# When is it inappropriate to control for a variable?

I can think of at least one naive example. Suppose I want to study the relationship between X and Z. I also suspect that Y influences Z, so I control for Y. However, as it turns out, unbeknownst to me, X causes Y, and Y causes Z. Therefore, by controlling for Y, I “cover up” the relationship between X and Z, since X is independent of Z given Y.

Now, in the previous example, it may be the case that the relationships I should be studying are the ones between X and Y, and Y and Z. However, if I knew such things a priori, I wouldn’t be doing science in the first place. The study that I DID do now suggests that there is no relationship between X and Z, which is not the case…. X and Z ARE related.

This is illustrated in the following dependence-diagram. In the right scenario, Z depends on X and Y and X and Y are independent. We rightly control for Y to determine the relationship between X and Z. In the left scenario Z depends on Y which depends on X. X and Z are independent given Y, so the relationship between X and Z is “covered up” by controlling for Y.

My question is basically “When is it appropriate to control for variable Y and when not?”… It may be difficult or impossible to fully investigate the relationship between X and Y, but, for instance, controlling Y at a given level is an option. How do we decide before conducting our study, and what are common pitfalls of controlling too much or too little?

Citations appreciated.

Conditioning (i.e. adjusting) the probabilities of some outcome given some predictor on third variables is widely practiced, but as you rightly point out, may actually introduce bias into the resulting estimate as a representation of causal effects. This can even happen with “classical” definitions of a potential causal confounder, because both the confounder itself, and the predictor of interest may each have further causal confounders upstream. In the DAG below, for example, \$L\$ is a classic confounder of the causal effect of \$E\$ on \$D\$, because (1) it causes and is therefore associated with \$E\$, and (2) is associated with \$D\$ since it is associated with \$U_{2}\$ which is associated with \$D\$. However, either conditioning or stratifying \$P(D|E)\$ on \$L\$ (a “collider”) will produce biased causal estimates of the effect of \$E\$ on \$D\$ because \$L\$ is confounded with \$D\$ by the unmeasured variable \$U_{2}\$, and \$L\$ is confounded with \$E\$ by the unmeasured variable \$U_{1}\$.

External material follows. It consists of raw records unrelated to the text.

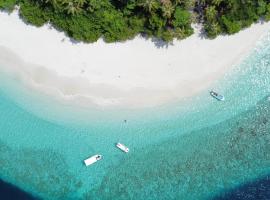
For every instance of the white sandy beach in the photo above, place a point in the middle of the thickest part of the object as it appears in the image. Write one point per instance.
(135, 73)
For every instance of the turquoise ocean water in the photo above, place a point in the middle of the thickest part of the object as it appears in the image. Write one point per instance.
(195, 149)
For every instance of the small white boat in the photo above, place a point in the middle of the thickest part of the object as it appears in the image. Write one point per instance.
(217, 96)
(92, 160)
(122, 147)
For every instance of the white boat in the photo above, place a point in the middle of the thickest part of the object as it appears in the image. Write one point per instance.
(122, 147)
(217, 96)
(92, 160)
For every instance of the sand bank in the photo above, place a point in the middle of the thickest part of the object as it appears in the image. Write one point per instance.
(136, 73)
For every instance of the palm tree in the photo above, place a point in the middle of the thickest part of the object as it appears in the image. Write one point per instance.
(71, 7)
(167, 10)
(149, 5)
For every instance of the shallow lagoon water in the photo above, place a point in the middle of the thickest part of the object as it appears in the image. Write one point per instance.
(195, 149)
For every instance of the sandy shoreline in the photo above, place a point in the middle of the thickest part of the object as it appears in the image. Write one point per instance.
(131, 74)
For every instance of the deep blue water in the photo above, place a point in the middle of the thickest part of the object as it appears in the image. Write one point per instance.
(10, 192)
(197, 149)
(256, 190)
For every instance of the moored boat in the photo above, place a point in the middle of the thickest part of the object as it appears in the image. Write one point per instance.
(92, 159)
(122, 147)
(217, 96)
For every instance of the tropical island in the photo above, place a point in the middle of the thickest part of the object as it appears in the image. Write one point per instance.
(120, 20)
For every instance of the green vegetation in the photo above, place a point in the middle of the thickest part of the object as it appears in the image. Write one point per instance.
(119, 20)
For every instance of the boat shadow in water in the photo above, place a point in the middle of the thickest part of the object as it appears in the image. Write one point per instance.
(10, 192)
(256, 190)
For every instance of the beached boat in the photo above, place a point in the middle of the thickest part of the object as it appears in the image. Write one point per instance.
(217, 96)
(122, 147)
(92, 160)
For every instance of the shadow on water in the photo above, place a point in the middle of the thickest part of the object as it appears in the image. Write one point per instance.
(256, 190)
(10, 192)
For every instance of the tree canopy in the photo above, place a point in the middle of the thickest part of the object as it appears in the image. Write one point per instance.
(119, 20)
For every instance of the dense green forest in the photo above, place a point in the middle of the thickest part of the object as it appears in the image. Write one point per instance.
(119, 20)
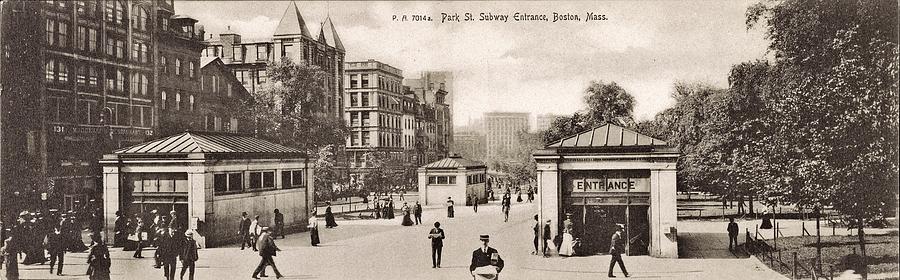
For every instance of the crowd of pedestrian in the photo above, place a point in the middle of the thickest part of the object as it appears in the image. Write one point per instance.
(39, 237)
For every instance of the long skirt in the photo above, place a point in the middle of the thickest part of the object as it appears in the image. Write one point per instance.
(406, 220)
(314, 236)
(566, 248)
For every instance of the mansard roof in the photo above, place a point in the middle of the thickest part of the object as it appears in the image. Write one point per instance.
(292, 23)
(329, 36)
(608, 135)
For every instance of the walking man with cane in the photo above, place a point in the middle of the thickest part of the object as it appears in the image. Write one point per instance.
(267, 250)
(616, 249)
(732, 234)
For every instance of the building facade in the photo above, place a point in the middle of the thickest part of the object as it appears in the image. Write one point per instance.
(374, 112)
(291, 39)
(83, 78)
(209, 179)
(502, 131)
(611, 176)
(455, 178)
(384, 115)
(544, 121)
(468, 144)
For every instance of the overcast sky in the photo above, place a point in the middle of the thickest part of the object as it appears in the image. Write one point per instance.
(536, 67)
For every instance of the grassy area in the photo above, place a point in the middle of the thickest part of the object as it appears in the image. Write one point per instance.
(837, 252)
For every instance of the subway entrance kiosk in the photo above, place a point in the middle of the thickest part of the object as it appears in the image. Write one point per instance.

Understanding which variables to condition or stratify one’s analysis on to provide an unbiased causal estimate requires careful consideration of the possible DAGs using the criteria for causal effect identifiability—no common causes that are not blocked by backdoor paths—described by Pearl, Robins, and others. There are no shortcuts. Learn common confounding patterns. Learn common selection bias patterns. Practice.

References

Greenland, S., Pearl, J., and Robins, J. M. (1999). Causal diagrams for epidemiologic research. Epidemiology, 10(1):37–48.

Hernán, M. A. and Robins, J. M. (2018). Causal Inference. Chapman & Hall/CRC, Boca Raton, FL

Maldonado, G. and Greenland, S. (2002). Estimating causal effects. International Journal of Epidemiology, 31(2):422–438.

Pearl, J. (2000). Causality: Models, Reasoning, and Inference. Cambridge University Press.